Review: A Prayer for Owen Meany


“A Prayer for Owen Meany,” by John Irving, (William Morrow, 1989) packs a punch. Friendship, love and ironclad faith characterize one of the most unusual fictional characters I’ve had the pleasure of meeting.

Owen Meany is small for his 11 years, with a voice “not entirely of this world,” “a strangled, emphatic falsetto,” that sounds like a scream and is always written in capital letters. His big opinions and commanding personality more than make up for his missing inches.

The book is narrated by his best friend, Johnny Wheelwright. When they are boys in 1953 (not a spoiler, it’s on the back cover), Owen hits a foul ball at a Little League game that kills Johnny’s mother.

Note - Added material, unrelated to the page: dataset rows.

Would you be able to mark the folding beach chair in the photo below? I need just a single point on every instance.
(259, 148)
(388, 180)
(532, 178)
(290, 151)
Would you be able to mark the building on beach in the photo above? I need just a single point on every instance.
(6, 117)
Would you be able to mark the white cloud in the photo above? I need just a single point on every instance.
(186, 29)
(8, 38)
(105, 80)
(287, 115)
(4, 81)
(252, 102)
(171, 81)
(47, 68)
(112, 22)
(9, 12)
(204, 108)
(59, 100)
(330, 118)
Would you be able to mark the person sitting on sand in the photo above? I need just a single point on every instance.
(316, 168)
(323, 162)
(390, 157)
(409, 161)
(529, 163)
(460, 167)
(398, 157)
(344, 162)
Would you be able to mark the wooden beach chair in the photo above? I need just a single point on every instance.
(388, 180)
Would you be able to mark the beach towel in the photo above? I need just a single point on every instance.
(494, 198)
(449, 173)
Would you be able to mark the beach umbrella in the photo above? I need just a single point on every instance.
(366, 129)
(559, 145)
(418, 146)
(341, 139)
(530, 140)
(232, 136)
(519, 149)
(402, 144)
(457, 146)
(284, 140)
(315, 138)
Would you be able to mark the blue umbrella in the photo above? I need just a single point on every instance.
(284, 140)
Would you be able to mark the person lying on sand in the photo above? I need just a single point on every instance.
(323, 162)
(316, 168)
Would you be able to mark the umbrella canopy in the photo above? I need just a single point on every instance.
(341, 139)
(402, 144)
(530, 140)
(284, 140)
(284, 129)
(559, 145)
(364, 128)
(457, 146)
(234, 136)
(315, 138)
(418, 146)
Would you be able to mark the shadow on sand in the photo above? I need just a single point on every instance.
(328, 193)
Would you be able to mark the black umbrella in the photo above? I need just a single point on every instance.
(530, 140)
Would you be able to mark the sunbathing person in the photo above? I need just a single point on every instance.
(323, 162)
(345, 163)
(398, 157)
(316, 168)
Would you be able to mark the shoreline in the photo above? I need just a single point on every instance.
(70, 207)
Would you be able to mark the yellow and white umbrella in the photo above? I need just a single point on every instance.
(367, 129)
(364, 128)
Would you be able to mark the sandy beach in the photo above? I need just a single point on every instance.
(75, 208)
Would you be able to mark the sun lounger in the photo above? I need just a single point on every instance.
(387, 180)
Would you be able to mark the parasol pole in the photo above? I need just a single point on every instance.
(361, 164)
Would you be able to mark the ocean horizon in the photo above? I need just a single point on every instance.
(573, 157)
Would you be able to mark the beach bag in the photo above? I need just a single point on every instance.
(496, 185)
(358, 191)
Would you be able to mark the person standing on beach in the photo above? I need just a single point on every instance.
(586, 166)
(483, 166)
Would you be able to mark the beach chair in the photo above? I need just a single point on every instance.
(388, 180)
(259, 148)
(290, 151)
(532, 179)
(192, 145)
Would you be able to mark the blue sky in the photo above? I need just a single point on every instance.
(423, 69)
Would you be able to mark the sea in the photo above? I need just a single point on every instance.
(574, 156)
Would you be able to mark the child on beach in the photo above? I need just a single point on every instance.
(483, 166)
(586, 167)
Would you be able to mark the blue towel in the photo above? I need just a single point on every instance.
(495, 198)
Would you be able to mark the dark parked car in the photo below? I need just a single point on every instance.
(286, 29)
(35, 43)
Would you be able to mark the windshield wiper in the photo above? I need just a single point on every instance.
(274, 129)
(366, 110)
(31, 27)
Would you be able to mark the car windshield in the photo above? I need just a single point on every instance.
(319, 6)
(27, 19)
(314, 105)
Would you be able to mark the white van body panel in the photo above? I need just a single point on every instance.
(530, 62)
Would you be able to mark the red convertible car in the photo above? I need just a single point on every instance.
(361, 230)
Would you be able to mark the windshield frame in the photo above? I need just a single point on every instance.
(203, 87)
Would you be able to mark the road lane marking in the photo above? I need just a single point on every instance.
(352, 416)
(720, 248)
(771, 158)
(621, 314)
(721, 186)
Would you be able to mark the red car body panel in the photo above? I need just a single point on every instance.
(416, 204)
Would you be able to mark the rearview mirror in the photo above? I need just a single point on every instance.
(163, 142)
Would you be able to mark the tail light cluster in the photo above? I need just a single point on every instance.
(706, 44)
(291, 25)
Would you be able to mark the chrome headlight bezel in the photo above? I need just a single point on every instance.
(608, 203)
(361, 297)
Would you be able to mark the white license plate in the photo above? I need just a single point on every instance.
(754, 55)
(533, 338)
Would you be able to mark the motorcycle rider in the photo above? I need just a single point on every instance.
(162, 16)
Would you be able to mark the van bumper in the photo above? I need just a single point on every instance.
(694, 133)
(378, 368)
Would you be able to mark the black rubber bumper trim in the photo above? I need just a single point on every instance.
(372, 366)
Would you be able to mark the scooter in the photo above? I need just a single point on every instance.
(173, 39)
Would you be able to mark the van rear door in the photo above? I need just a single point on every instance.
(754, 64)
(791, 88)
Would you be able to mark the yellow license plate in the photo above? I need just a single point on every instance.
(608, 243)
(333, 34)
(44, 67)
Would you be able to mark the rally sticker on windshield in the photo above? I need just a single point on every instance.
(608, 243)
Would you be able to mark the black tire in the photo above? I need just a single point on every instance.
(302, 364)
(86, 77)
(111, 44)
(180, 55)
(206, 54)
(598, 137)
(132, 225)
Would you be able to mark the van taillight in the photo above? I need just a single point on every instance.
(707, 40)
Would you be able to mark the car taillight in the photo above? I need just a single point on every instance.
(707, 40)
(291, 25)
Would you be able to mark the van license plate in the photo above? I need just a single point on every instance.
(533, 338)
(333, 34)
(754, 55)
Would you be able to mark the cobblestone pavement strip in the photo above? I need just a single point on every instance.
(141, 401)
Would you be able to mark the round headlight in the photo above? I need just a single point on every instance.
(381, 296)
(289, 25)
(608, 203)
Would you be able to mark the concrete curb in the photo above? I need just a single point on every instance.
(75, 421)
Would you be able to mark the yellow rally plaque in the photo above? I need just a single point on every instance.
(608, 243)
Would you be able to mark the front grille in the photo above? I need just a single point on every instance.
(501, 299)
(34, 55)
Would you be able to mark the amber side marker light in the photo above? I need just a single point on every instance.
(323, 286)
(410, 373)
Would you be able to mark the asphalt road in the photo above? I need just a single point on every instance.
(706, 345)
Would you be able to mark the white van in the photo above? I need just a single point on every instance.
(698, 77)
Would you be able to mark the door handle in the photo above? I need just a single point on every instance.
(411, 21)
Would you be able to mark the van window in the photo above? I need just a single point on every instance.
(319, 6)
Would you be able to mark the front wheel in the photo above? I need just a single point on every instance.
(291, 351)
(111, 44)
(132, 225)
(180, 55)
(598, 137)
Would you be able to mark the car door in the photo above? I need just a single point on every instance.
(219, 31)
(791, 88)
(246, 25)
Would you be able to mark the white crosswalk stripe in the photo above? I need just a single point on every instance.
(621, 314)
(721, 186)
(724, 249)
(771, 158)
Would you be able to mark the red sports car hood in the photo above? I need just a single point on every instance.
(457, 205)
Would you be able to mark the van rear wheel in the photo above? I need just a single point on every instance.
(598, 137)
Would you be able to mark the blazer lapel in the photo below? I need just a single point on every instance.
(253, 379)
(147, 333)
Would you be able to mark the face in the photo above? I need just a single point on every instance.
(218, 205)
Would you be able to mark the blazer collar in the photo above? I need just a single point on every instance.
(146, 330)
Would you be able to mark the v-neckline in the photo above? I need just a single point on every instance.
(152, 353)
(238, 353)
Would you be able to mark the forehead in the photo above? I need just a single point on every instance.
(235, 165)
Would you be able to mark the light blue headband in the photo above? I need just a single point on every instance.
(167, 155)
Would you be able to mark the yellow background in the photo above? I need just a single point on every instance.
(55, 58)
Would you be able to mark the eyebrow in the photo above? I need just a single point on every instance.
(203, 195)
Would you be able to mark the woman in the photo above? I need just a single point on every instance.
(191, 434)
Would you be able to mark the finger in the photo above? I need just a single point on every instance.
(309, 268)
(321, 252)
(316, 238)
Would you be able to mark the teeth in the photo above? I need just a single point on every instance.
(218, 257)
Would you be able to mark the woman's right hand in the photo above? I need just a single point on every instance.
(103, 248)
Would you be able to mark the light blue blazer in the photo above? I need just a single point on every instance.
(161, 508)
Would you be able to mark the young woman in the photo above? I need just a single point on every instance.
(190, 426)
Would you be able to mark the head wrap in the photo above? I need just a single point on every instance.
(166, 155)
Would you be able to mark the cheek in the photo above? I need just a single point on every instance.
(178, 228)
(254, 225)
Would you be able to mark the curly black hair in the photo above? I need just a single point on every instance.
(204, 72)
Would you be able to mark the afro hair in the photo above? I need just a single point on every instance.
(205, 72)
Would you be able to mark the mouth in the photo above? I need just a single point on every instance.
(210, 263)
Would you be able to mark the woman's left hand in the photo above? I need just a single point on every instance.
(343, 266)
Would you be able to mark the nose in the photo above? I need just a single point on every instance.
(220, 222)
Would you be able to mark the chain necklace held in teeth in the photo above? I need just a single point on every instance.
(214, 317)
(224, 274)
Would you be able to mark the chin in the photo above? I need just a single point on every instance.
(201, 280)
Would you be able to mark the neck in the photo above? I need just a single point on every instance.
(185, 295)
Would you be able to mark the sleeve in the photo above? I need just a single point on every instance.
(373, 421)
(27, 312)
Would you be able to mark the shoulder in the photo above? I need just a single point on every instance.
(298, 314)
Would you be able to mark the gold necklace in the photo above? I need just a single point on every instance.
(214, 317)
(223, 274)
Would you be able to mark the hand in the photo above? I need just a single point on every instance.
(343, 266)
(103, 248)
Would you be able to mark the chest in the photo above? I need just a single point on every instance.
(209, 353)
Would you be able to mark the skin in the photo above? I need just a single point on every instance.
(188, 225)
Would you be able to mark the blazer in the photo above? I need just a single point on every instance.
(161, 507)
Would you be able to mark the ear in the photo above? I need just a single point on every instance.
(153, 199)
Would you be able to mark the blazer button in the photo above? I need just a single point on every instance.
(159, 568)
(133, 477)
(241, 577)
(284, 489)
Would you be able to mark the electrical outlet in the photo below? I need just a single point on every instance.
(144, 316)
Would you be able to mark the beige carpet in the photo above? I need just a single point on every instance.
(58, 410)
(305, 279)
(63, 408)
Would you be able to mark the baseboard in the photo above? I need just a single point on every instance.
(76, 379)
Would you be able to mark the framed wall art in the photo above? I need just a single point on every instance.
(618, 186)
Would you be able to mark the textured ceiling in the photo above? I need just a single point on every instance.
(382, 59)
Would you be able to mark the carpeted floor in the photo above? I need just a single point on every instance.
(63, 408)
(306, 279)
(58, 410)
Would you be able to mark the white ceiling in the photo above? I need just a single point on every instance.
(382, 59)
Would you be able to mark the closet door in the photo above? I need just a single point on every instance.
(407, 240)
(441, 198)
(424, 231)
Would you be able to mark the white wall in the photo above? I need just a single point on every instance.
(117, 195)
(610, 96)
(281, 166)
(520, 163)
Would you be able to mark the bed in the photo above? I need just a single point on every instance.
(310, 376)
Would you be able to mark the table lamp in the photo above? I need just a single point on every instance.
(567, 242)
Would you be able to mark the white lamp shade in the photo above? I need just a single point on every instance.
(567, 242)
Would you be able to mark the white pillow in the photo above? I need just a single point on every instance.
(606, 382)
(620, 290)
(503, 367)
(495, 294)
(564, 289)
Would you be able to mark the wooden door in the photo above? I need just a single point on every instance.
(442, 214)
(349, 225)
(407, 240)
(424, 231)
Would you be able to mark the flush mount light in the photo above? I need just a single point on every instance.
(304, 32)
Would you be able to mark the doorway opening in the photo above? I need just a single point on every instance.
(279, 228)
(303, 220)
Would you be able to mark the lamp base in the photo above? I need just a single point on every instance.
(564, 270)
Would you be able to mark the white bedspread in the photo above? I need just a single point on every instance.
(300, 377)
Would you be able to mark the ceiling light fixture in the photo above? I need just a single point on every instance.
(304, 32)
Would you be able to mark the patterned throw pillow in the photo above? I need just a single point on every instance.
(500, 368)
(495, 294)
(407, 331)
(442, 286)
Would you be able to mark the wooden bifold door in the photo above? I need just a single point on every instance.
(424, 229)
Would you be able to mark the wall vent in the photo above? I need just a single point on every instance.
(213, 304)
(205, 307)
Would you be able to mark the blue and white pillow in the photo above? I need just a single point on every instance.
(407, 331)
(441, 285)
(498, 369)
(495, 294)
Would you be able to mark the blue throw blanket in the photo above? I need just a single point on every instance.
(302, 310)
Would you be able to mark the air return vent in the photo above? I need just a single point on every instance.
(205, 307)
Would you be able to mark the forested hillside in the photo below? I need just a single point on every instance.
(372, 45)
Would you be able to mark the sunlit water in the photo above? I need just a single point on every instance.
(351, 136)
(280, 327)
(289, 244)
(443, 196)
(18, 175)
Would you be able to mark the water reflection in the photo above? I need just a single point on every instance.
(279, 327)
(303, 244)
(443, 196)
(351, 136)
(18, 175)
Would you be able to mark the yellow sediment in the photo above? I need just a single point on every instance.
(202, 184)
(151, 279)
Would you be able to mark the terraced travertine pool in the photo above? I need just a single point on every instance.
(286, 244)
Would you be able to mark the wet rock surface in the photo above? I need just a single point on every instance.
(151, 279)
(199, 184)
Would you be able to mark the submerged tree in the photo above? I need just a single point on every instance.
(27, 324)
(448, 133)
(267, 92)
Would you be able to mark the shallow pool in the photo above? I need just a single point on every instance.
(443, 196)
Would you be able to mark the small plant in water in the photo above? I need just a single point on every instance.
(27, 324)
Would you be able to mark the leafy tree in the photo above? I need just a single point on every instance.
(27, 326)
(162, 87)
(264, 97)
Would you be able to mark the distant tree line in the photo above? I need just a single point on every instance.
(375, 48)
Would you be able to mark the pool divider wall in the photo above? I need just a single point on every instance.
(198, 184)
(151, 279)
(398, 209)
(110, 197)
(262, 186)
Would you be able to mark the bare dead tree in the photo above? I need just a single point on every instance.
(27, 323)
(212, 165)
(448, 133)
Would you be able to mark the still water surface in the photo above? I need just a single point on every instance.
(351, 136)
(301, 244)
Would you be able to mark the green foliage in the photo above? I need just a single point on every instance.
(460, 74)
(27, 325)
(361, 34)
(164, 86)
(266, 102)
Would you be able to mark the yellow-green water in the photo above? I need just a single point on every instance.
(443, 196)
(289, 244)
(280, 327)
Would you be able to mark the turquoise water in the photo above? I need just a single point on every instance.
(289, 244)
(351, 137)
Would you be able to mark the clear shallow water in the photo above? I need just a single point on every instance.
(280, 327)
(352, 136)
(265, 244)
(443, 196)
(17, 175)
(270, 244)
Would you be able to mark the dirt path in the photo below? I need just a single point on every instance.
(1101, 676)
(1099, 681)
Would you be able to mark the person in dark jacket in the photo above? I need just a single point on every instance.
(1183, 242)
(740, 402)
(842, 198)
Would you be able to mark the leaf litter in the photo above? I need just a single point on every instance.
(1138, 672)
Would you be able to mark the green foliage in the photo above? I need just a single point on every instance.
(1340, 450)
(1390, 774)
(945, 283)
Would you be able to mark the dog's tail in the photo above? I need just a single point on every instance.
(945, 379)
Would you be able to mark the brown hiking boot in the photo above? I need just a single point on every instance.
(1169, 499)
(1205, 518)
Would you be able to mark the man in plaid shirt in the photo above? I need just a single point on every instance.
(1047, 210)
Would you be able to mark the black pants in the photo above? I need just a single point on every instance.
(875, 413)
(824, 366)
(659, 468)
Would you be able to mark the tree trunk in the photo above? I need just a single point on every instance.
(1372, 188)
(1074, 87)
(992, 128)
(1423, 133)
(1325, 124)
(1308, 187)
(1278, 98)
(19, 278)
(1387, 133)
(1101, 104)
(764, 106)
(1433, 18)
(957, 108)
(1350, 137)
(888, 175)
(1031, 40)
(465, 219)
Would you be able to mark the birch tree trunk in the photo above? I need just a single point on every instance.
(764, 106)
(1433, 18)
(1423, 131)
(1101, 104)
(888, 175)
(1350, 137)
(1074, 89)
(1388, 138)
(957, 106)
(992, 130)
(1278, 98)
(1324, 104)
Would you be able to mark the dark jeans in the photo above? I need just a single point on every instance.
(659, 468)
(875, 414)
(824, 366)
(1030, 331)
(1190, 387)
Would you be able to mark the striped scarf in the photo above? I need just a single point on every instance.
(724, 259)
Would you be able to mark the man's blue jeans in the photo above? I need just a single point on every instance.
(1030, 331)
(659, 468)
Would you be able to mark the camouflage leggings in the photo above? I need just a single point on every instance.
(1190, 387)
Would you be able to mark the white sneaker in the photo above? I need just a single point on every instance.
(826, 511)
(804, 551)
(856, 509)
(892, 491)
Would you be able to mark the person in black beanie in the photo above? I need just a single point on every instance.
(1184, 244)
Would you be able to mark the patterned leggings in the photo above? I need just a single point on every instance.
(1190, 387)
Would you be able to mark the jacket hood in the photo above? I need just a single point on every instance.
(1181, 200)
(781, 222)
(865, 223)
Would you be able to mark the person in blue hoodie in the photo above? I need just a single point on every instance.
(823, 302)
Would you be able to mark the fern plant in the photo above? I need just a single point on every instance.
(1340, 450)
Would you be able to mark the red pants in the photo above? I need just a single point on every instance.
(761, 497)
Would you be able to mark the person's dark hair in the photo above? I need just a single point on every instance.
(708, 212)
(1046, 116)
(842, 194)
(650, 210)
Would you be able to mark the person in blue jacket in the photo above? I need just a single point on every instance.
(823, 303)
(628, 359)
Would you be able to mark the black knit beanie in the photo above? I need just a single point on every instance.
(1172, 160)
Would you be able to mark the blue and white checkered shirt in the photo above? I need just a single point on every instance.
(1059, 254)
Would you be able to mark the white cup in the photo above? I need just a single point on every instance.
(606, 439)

The rest of the book is divided between snippets from adult John’s life and flashbacks to the years following “the incident,” as Johnny and Owen’s bond remains undiminished even as family dynamics change and the Vietnam War encroaches.

Unbeknownst to his best friend, Owen is preparing for his destiny, a fate he sees spelled out in the unlikeliest of places.

Through a story that is soaked in the mystery of the divine, Irving shows how doubt is the essence of faith, not its enemy — and the most painful parts of life can lead us to the ultimate truth.